“Why are you studying Spanish? Don’t you already speak it?”

Feature photo by brandydopkins

Especially since I entered college, my ethnicity has a tendency to be a focus of discussions with strangers. I often get the somewhat dreaded and loaded “what are you?” question or backhanded requests for information like non-existent traumatic tales of being an ethnic child in an Anglo world.

However much it unsettles me when people I meet first and foremost want to know about my ethnicity, by now I’ve learned to roll (my r’s) with the punches. Meeting people is fun, but sometimes first impressions can be exhausting when people feel the need to figure you out on their own terms or say things worthy of a facepalm.

Here is a short list of some of facepalm-worthy assumptions, comments or inquiries people have made in reference to certain characteristics of mine.

1. Mexican-American: “My friend is from Mexico too!”  
Disclaimers: I am U.S. citizen, I was born in Chicago, and I am of Mexican blood. These simple facts throw some people off, especially because they are in combined. Baffles the mind.

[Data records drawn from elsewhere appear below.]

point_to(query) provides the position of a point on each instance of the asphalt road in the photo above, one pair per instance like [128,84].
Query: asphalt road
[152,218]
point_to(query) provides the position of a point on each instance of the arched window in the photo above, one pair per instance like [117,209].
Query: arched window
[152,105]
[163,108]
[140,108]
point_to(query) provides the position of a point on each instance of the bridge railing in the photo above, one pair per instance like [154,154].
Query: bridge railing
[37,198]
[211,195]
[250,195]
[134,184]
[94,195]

2. Bilingual: “Why are you studying Spanish in college? Don’t you already know how to speak
it?”
“I guess I like to waste my time. All of those English-speaking people out there studying English language and literature very much enjoy wasting theirs too.”

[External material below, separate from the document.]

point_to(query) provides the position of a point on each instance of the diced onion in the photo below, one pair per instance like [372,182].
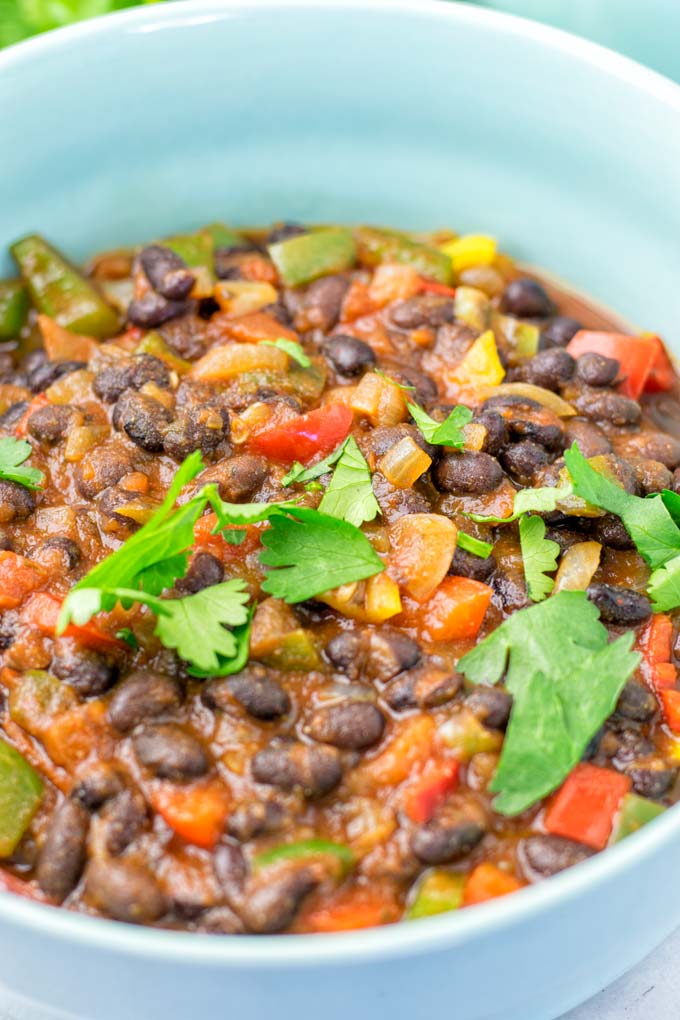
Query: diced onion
[404,463]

3. Vaguely ethnic-looking; “exotic”: “Oh, of course the Asian girl would make a math joke!”
And this quote is an example of why my favorite party game is ‘Guess Ilene’s Race!’ It’s a hoot, and I desperately want to turn it into a mildly distasteful game show.

4. My cultural tastes: “So you don’t really like rap that much, huh? But you’re Mexican.”
Yes, I have every Fleetwood Mac album ever made, and I absolutely love Frasier. I must have lost my Latin@ cred somewhere during that Flaming Lips concert; probably dropped it in a puddle of PBR and shiny body paint.

5. Spaces I inhabit: “I’m sure you’re very smart and qualified too, but I bet to them it made a huge difference that you checked the ‘Hispanic’ box on your forms.”
I went to high school in a fancy Chicago west suburb, I go to NYU, frequent fair-trade coffeehouses and lame rooftop parties sponsored with trust funds and now I live in Williamsburg – the hipster-mama of all gentrified neighborhoods in Brooklyn. The obvious ‘reason’ why? Affirmative action?

I’m disinclined to write off the above as mere examples of people’s ignorance and inability to perceive when they’re saying something a bit boneheaded. Rather, I think at the root lies a general assumptive nature that people cannot always avoid. We live in a time when being PC is celebrated and discrimination and stereotypes are still realities of daily social and political life. But whether we like to admit it or not, we people tend to judge others by placing them into any of a number of categories we have created on our own and as influenced by our many social networks and influences.  Whether it’s meeting new people or even just seeing them walking around in public, we make these judgments to manage ourselves, to make sense of things – and of people. Our shallowly created notions are usually harmless, but sometimes the assumptions people make about others can be range from slightly annoying to rather offensive or damaging when they are at a crazy extreme. I think it was Nietzsche who said insanity in groups is the rule.

However important to one’s identity it may be, what’s interesting and significant about a person should be and is about more than just what you can tell by looking at them or assume based on a few minor details like what race they are. At the very least we can really listen when we ask questions, in case they have something to say. Those of us who are lucky to be around lots of different kinds of people can learn a lot about them –and maybe even ourselves – from our interactions with others. Like Nietzsche also wisely said, if you gaze long into an abyss, the abyss gazes also into you.